On ne peut, au passage, que regretter que cette nouvelle édition « Pléiade », appelée à faire autorité et en tout cas référence, ignore une variante considérable dans les toutes dernières lignes, variante découverte au détour des Soixante-quinze feuillets : « Car si l’intelligence (…) n’a dans la hiérarchie des vertus que la seconde place, il n’y a qu’elle qui soit capable de montrer, <d’apprendre> à <de proclamer que> l’instinct doit occuper la 1ère. » Des deux verbes ajoutés pour remplacer le très plat « montre », Bernard de Fallois n’avait conservé que « proclamer » qui claque comme un drapeau – mais « apprendre » relève d’une dynamique qui fait de l’intelligence non plus le sujet d’un constat mais le moteur d’un processus : et c’est une différence considérable. Loin de tout « anti-intellectualisme », la pensée proustienne demande à l’intelligence d’apprendre à libérer un instinct qui sans elle ne servirait à rien au créateur – et en vérité il faut un suprême effort de l’intelligence pour accorder dans le geste de création cette prééminence à l’instinct.

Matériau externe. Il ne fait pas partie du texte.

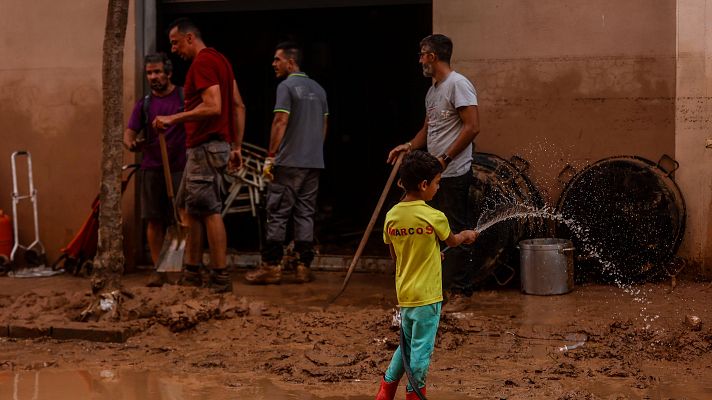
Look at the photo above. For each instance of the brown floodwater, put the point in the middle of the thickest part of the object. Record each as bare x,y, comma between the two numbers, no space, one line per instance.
147,385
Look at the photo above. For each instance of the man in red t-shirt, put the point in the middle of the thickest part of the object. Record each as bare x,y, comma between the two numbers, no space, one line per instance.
214,120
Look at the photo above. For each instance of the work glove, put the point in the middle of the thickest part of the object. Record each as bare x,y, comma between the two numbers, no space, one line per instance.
267,169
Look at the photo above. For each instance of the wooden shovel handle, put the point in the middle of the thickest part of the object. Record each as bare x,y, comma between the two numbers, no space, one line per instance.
167,173
371,224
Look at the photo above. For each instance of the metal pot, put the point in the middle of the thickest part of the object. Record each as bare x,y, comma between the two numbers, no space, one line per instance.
547,266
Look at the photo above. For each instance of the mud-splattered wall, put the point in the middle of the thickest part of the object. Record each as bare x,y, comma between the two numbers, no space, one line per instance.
572,82
50,102
567,82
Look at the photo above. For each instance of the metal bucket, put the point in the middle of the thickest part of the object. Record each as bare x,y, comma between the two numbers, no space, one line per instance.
547,266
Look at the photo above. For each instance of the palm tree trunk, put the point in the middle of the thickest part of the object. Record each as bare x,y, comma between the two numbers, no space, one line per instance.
109,261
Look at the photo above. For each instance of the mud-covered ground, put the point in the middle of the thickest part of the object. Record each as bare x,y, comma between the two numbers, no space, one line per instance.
638,343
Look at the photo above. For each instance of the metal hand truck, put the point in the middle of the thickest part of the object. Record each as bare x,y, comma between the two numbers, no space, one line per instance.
35,251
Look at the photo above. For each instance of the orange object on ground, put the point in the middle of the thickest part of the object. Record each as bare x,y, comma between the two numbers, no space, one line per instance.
6,241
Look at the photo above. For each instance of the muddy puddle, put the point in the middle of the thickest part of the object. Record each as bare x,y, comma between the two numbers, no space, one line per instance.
279,342
147,385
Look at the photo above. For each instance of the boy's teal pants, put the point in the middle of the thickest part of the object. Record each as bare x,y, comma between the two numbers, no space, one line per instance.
419,325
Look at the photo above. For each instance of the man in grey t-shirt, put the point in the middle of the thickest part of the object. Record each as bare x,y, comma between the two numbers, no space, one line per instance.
450,127
294,160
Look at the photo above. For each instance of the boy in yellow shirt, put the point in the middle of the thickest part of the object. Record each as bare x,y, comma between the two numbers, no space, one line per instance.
413,230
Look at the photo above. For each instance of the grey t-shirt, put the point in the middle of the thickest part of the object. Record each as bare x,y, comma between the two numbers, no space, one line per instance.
303,142
444,123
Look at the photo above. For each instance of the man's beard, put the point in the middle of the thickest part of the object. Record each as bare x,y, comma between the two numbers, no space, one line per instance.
159,87
427,70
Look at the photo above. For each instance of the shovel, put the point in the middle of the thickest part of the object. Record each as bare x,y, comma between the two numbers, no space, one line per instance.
369,228
171,257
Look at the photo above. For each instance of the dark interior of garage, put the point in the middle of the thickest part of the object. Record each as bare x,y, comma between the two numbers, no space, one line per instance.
366,59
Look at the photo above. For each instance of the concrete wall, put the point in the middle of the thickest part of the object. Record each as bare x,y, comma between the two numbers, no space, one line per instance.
567,81
51,106
693,127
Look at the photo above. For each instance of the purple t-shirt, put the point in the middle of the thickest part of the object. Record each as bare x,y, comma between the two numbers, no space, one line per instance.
175,135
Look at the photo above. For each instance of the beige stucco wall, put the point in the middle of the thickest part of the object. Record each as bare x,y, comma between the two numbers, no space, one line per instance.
567,81
50,102
694,127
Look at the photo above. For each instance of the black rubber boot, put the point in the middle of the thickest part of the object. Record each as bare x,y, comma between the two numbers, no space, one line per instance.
219,281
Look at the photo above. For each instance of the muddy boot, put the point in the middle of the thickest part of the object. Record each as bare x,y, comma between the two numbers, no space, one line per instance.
191,277
264,274
303,273
157,279
413,395
219,281
387,391
455,302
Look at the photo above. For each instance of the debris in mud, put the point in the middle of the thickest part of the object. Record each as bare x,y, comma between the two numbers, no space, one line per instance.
693,322
578,395
185,316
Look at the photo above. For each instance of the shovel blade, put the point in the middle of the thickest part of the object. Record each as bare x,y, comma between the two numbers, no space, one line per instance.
171,257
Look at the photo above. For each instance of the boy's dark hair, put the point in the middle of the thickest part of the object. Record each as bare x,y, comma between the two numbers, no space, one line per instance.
184,26
291,50
439,44
155,58
418,166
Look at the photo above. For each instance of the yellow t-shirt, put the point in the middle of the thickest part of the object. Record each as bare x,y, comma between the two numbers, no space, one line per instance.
414,228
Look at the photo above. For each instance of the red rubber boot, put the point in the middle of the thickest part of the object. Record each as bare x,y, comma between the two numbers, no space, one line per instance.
387,391
413,395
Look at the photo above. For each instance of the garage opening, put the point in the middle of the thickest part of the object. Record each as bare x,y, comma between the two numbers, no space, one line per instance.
365,57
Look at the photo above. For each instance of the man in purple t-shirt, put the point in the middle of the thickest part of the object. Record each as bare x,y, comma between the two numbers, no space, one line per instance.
165,99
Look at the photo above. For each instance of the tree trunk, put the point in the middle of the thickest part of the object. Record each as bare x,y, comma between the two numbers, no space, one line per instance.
109,261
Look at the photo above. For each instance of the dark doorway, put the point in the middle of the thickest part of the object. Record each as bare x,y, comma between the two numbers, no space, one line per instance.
366,59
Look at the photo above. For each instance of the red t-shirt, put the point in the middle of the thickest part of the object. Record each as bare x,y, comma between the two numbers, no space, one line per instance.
209,68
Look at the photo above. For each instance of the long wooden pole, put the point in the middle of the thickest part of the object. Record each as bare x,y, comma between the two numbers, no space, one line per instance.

Reste qu’on aurait tort de négliger la dernière partie du volume, qui pourrait paraître davantage circonstancielle, la plupart des textes émanant d’un auteur dont l’œuvre est reconnue, célébrée, si elle ne sera jamais achevée. On y savoure bien des prises de positions, ainsi lorsqu’un journal l’interroge sur le « renouvellement du style » ; la réponse est expéditive, faute de temps dit-il, mais dans sa manière de contester la question posée elle est peut-être définitive tout aussi vite, pour qui voudra bien entendre réellement les dernières lignes dont nous ferons donc ici une conclusion toute provisoire (c’est moi qui souligne) : « Un seul trait ajouté (pour briller, ou pour ne pas trop briller, pour obéir à un vain désir d’étonner, ou à l’enfantine volonté de rester “classique”) suffit à compromettre le succès de l’expérience et la découverte d’une loi. On n’a pas trop de toutes ses forces de soumission au réel, pour arriver à faire passer l’impression la plus simple en apparence, du monde de l’invisible dans celui si différent du concret où l’ineffable se résout en claires formules. »

Marcel Proust, Essais, Gallimard, collection « Bibliothèque de la Pléiade », édition publiée sous la direction d’Antoine Compagnon avec la collaboration de Christophe Pradeau et Matthieu Vernet, avril 2022, 1992 pages.